More thinking aloud

If the infrasonics really are the most important part of the IB's performance then adding a high pass filter at (say) 25Hz should cripple the IB's advantage over box subs. In fact when I engage the 25Hz filters on my CX2310 crossover there is only a very slight loss of impact on low frequency, electronic programme material.

I tried Bass Outlaws: Illegal Bass: "Extreme Woofer Test" at a steady 95 and then at 100dB(C) read straight off the Galaxy 140 SPL meter at the listening position. The non-filtered output was only a little more full with a few more rattles from the room's surfaces. So much for my essential IB infrasonics theory! There was zero visible cone movement with the 100dB "Woofer Test" yet the whole room was shaking and most of the house along with it.

My guess is that the IB's SQ advantage lies with very low distortion and remarkable transient performance. The large cone area is able to respond instantly to programme input due to the very small linear cone movements usually required. The individual cones each have adequate motor power to closely follow whatever is called for with minimum air disturbance.

A single heavy cone in a sealed box is constantly fighting against the resistance of the air in the box and/or the inertia of that in the port. The single cone must move many times as far as the multiple IB cones to achieve the same output. The single cone is under constant heavy acceleration which must make life difficult if it wants to add smaller nuances on top of the major acoustic output frequency. So detail is inevitably lost unless serious cone breakup comes into play. At low frequencies it is difficult to imagine the amount of breakup required to achieve simultaneous low frequency sine waves at different frequencies. The air movement required for each frequency is considerable at high levels. It is no wonder the multi-driver IB is so capable since it can move so much air with no visible come movement whatsoever.

Even a low frequency sinewave at higher levels is demanding in itself. The cone must move to the maximum excursion required for the acoustic output demanded. It must do so in both directions without undershoot or overshoot. How closely the cone can follow the signal is vital to the waveform reproduced. Would you trust multiple, large driver cones (each with their own motor) moving a tiny fraction of an inch? Or a single cone moving well over an inch in each direction and trying to follow and reproduce a number of perfect waveforms all at the same time at various sound pressure levels? (SPLs)

It is interesting that some authorities deny that subwoofers have variable speed depending on the design. They suggest that the rise time for the signal is far too slow for a subwoofer to know the difference. They obviously haven't felt the sharp edge of an IB exciting the floor through acoustic pressure alone on an LFE pulse.

Doppler distortion would seem very likely with a single long-throw cone in comparison with multiple cones moving over tiny distances in unison.

Mechanical noise and turbulence must be higher in a long-throw "air beater". Imagine a small fan whizzing round to move as much air as a large fan moving much more slowly. You can't even hear the large fan as it effortlessly moves hundreds of cubic meters of air per minute. The small fan quickly drives you out of the room with its racket.
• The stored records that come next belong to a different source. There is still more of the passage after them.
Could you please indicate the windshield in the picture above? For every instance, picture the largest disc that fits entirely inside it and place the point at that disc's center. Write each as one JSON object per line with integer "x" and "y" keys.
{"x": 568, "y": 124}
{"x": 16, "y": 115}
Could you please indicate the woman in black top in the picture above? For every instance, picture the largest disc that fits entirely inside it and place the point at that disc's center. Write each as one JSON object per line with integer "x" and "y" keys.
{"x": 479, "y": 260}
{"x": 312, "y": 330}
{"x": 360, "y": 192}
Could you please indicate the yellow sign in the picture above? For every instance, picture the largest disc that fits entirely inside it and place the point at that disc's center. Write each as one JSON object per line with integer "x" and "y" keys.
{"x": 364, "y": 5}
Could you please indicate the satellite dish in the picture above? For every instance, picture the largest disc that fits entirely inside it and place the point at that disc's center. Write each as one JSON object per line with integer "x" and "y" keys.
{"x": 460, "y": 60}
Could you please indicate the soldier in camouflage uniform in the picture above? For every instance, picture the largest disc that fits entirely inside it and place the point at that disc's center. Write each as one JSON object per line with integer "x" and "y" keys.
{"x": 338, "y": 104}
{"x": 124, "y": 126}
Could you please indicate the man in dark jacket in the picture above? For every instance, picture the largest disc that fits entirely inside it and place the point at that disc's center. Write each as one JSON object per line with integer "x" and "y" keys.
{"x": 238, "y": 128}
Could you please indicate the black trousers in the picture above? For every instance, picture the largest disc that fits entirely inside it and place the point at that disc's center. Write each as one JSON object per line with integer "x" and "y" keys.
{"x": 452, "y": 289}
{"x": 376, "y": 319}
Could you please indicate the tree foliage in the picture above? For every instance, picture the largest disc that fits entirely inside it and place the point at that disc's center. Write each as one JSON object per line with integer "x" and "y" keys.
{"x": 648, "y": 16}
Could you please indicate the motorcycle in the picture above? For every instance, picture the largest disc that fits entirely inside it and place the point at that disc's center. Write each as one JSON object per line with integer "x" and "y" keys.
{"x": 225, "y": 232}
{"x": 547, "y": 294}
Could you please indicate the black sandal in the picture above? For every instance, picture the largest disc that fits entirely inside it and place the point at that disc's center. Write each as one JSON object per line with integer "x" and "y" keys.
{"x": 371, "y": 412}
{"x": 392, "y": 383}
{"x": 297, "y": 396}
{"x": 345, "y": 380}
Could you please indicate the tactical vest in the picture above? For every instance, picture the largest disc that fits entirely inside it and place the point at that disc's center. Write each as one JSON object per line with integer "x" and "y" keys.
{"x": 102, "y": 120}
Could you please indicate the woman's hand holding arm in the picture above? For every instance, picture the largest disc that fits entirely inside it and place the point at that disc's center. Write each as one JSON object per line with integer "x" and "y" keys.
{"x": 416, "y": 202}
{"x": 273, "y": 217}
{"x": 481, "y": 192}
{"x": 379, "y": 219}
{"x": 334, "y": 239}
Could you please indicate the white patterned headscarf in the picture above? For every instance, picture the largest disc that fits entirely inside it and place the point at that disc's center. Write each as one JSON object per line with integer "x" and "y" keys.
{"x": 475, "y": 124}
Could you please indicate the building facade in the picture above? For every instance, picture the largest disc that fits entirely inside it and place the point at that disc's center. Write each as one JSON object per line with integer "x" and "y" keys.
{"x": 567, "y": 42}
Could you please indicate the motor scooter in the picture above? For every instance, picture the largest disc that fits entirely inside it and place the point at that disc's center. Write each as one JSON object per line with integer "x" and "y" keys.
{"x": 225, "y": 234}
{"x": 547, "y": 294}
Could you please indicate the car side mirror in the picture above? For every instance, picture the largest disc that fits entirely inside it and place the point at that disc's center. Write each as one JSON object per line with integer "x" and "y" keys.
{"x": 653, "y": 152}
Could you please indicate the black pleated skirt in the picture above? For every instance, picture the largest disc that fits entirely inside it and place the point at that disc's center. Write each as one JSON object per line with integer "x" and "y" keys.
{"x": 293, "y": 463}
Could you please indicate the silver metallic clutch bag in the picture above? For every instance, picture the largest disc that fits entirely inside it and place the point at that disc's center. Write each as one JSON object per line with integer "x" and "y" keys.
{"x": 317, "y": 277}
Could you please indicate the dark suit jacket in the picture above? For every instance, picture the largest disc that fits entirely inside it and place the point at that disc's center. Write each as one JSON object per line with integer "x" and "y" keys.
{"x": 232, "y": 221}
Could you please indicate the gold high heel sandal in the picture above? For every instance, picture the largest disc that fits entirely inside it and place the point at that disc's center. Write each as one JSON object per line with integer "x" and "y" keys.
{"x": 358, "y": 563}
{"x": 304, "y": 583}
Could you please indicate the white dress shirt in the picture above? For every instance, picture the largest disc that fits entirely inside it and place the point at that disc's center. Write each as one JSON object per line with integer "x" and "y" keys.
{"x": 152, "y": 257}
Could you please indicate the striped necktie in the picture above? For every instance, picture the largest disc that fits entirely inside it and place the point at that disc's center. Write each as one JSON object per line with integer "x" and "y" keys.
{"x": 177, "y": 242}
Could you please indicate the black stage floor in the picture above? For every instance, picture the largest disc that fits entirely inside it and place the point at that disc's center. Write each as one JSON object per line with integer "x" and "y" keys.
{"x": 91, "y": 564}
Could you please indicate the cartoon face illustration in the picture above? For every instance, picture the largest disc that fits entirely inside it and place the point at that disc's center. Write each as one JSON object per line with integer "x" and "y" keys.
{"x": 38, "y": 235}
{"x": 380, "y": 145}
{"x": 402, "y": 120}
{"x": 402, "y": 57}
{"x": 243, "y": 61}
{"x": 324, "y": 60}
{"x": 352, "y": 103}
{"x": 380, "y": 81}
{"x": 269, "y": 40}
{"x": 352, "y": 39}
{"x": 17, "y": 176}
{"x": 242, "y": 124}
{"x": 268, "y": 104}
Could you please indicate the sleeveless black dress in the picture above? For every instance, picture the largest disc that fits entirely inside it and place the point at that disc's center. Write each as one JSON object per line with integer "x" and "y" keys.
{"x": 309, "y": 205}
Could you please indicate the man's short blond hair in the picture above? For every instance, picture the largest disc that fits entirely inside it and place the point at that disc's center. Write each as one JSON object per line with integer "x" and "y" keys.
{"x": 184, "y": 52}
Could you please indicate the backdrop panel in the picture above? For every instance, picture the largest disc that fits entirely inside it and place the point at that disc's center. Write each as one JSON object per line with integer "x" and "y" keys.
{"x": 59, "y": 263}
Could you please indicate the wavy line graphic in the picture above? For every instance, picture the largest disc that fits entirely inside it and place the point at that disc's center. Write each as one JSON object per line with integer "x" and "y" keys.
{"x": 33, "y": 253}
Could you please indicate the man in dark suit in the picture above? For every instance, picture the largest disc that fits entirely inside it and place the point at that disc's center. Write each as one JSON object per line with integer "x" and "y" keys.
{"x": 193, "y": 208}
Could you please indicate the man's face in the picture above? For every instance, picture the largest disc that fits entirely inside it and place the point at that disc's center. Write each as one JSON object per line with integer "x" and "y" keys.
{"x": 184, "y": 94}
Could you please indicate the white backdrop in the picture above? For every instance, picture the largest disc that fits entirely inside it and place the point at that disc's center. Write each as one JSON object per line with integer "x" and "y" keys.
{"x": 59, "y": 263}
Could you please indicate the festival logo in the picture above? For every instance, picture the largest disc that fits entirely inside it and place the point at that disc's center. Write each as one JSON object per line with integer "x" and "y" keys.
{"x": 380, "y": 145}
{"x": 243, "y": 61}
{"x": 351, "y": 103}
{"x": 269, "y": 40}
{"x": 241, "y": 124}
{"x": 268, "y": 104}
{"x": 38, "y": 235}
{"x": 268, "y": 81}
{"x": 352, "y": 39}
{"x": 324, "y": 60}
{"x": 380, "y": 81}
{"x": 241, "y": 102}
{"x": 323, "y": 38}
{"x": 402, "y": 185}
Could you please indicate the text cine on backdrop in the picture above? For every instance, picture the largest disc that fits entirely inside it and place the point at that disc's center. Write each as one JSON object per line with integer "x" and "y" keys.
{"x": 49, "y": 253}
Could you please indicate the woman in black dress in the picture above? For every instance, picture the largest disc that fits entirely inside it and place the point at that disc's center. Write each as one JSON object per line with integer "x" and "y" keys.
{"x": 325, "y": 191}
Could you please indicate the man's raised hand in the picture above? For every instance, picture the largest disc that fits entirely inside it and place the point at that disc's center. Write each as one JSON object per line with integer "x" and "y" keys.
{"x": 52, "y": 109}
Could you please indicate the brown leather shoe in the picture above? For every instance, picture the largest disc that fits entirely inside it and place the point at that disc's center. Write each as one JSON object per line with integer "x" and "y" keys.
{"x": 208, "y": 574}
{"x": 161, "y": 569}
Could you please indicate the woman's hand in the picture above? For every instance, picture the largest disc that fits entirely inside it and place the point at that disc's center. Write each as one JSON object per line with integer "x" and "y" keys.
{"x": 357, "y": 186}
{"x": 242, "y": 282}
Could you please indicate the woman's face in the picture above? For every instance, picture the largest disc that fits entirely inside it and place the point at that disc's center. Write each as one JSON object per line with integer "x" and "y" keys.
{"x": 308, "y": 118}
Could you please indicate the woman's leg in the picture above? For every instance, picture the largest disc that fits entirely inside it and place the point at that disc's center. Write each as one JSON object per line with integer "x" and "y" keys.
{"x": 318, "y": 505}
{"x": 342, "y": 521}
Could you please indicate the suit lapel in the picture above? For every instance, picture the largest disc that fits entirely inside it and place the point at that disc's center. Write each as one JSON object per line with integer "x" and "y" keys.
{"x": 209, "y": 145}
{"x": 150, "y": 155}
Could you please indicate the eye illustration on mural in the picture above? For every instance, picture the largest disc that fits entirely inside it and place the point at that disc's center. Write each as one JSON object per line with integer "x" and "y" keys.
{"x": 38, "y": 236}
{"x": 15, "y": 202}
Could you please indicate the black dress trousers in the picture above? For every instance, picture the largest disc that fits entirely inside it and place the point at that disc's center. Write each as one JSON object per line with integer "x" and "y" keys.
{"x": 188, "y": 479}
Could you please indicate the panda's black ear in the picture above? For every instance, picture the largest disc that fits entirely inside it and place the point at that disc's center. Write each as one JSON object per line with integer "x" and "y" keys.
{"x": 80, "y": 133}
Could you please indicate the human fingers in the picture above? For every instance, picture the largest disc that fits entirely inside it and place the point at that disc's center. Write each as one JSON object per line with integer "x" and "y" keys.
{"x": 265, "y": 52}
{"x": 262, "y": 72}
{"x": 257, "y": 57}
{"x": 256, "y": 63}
Or you try to turn down the speed to get some peace. Only to lose the required air movement to keep you cool. So what do you do when you get fed up with fan noise? You put up a huge, slow, ceiling fan for a bit of quietness. The large ceiling fan doesn't even need carefully shaped blades to achieve its low noise cooling effect. It can make do with flat plates arranged at a suitable angle of attack. No wonder a multi-driver IB wins over a single cone.

Ignoring displacement, the question is whether matching cone area by purchasing a stack of large box subs adds up to an IB on sound quality. My immediate thoughts would be that any colouration would be additive with the boxes. The cost of going this route would of course be many times that of the IB with similar cone area. The power requirements of multiple box subs would need a special cable to be run. All of these potential gremlins may be subjectively inaudible of course. So it is just as well this is just a thought exercise and none of my own money changes hands.

If reality follows my musings then the Thigpen fan subwoofer should have a much larger but much slower moving fan. To kill the unwanted noise. The fan blades of this clever subwoofer must deliberately change their angle of attack with frequency. But each angle of attack must require a completely different aerofoil section to avoid stall and/or turbulence. Carefully shaped cowl rings on both sides of the baffle in which the fan rotates would no doubt help reduce noise. Even if I had a fan sub to play with my home is just too structurally noisy to tolerate such serious output at deep infrasonics frequencies. Just playing "The Ultimate Woofer Test" at serious levels already finds every rattle and point of flexure. This strange track has vastly more serious LF content than any other track I have found so far. It sounds completely different and almost innocuous through headphones. No doubt it sounds very different through box subs and car subs too. Played at 110dB through my IB it has the impact of a wrecking ball! Rather like the server room scene in the film "Pulse" but considerably more musical.